Ancien archevêque de Conakry, il connaît aussi le bruit des grandes villes africaines à l’urbanisme mal maîtrisé et où on a l’impression, surtout dans les marchés et les quartiers populaires, d’assister à un concours de décibels. De par ses responsabilités successives dans la curie romaine (Secrétaire de la congrégation pour l’évangélisation des peuples, président de Cor Unum, préfet de la congrégation pour le culte divin et la discipline des sacrements), le Cardinal connaît le bruit sophistiqué des pays développés ; celui des media avec l’avènement des chaînes d’information en continu qui ont parfois l’air d’un brouhaha rébarbatif qui nous enferme dans des sujets décidés par d’autres. Il n’ignore pas le bruit intrusif de la publicité qui s’impose partout, qui nous cerne et qu’on ne peut désormais presque plus éviter.

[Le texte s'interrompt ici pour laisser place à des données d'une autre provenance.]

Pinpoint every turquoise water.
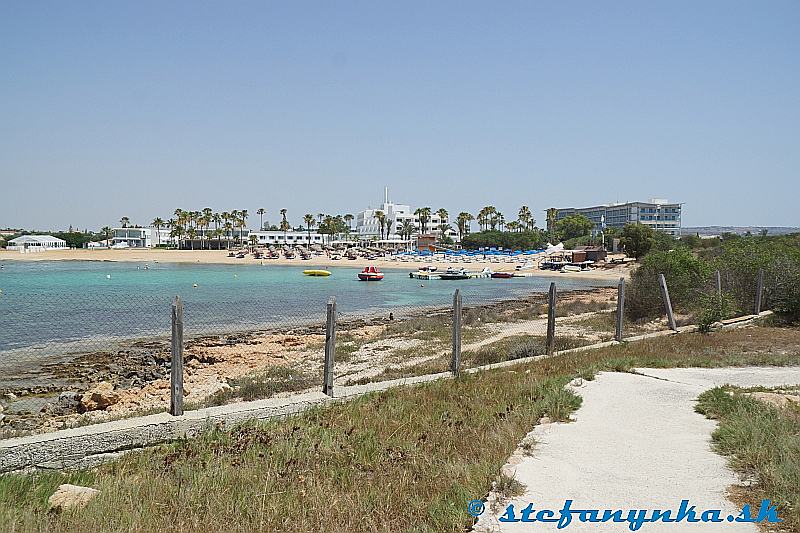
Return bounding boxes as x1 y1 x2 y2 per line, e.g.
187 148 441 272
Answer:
0 261 612 351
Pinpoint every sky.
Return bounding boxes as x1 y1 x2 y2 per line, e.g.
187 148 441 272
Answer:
0 0 800 230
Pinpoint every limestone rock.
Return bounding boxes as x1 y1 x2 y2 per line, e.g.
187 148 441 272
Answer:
750 392 800 409
47 484 100 512
79 381 119 412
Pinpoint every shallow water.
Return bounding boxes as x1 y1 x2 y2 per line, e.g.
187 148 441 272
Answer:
0 261 614 356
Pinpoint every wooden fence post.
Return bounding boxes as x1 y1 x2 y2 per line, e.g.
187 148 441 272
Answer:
658 274 678 331
547 281 556 355
450 289 461 376
322 296 336 397
169 296 183 416
614 278 625 342
753 269 764 315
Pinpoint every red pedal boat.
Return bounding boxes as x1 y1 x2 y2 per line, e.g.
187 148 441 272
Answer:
358 266 383 281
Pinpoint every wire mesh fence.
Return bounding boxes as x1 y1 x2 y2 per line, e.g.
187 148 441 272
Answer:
0 266 769 437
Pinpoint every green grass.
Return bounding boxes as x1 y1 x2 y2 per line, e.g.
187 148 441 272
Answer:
0 373 580 532
697 387 800 531
0 328 800 532
186 365 322 410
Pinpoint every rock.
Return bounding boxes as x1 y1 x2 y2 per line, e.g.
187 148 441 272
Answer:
749 392 800 409
47 484 100 513
78 381 119 412
58 391 81 409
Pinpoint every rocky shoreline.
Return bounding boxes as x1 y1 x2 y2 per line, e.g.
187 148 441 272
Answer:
0 289 615 438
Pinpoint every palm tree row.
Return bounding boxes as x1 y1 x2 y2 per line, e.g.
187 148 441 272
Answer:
156 207 253 249
476 205 536 231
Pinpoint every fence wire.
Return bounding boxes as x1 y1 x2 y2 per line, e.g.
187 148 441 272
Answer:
0 268 769 438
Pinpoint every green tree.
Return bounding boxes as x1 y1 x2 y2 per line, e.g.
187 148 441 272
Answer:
100 226 111 248
414 207 431 233
152 217 164 246
456 211 475 241
555 215 594 241
303 213 317 248
375 209 386 239
256 207 268 230
620 223 655 259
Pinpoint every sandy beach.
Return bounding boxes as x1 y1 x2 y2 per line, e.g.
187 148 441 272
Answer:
0 249 632 280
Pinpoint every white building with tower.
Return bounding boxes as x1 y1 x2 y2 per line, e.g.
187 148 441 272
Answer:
355 187 456 243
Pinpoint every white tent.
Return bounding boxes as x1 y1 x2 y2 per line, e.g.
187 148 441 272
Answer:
8 235 67 252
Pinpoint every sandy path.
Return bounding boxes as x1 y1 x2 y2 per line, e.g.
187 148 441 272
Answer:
0 249 631 279
475 367 800 533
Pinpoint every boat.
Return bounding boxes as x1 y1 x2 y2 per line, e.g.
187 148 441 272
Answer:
439 267 470 280
358 266 383 281
408 270 441 279
303 269 331 277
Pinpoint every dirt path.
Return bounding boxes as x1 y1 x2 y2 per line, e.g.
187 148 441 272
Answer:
475 367 800 533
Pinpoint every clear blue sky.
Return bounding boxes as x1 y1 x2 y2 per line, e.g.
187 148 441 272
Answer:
0 0 800 229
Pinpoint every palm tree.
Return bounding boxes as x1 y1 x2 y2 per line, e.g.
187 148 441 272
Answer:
517 205 536 230
456 211 475 241
436 207 452 237
152 217 164 246
414 207 431 233
303 213 316 248
239 209 249 244
375 209 386 240
400 220 414 241
225 218 233 250
256 207 267 230
200 207 214 248
547 207 558 242
211 213 222 250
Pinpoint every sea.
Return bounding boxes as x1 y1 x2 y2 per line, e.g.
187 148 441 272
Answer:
0 261 615 359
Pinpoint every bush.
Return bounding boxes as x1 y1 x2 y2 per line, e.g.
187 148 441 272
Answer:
714 234 800 321
461 229 547 250
625 248 712 320
697 294 732 333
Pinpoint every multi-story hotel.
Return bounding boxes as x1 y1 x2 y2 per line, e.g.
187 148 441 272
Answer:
355 188 456 241
556 198 681 237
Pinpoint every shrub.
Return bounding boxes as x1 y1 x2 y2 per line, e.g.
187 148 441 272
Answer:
620 224 654 259
697 294 732 333
714 234 800 321
625 248 712 320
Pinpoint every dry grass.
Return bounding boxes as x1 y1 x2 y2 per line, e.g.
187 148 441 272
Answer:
0 328 800 532
697 387 800 531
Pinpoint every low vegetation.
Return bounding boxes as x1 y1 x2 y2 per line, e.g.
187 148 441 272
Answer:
697 387 800 531
0 327 800 532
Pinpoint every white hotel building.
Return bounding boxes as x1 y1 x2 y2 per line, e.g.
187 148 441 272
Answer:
355 189 457 242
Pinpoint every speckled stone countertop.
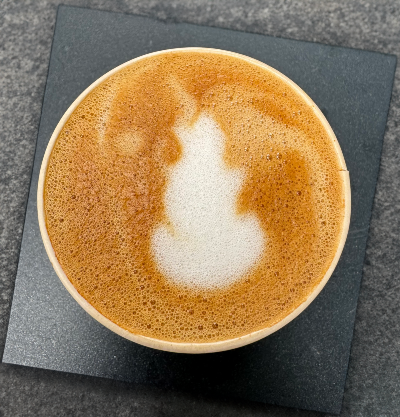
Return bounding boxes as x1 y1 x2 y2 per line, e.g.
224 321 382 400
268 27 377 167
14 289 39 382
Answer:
0 0 400 417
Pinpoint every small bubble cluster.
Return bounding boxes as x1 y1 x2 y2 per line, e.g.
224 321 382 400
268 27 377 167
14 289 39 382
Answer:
44 51 344 342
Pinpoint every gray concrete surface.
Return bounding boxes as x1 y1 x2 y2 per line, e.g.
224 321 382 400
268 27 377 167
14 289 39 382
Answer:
0 0 400 417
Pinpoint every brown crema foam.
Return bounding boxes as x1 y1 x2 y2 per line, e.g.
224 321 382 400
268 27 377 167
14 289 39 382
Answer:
44 51 344 343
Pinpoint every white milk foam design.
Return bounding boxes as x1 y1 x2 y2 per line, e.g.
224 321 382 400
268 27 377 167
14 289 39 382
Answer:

La Parole du Cardinal Sarah, enracinée dans son expérience de chrétien, prêtre et évêque rompu aux Ecritures et familier des pères de l’Eglise, répond à nos interrogations sur cette réalité à laquelle nous sommes confrontés, d’une manière ou d’une autre. Peut-on vraiment prier sans entrer dans le silence ? Quels sont les dangers auxquels nous sommes exposés dans une société au vacarme incessant ? est-il possible que nous nous soustrayions aux sollicitations extérieures pour rentrer en nous-même ?
Le cardinal Robert Sarah nous parlera de l’expérience du bruit et de ses méfaits, mais surtout de celle du silence qu’il connaît à travers son itinéraire de foi. Il vient nous témoigner de la force du silence. Il vient nous rappeler que c’est dans le silence que la Parole devient message, cri d’amour et de liberté. Il nous le présente comme une nécessité vitale, « car « il protège l’âme contre la perte de son identité, il prévient l’âme contre la tentation de vaquer au dehors, loin d’elle-même. »
Au cœur du silence, l’homme trouve l’ineffable, il entend Celui qui dit tout sans rien dire. Il dit parce qu’il EST.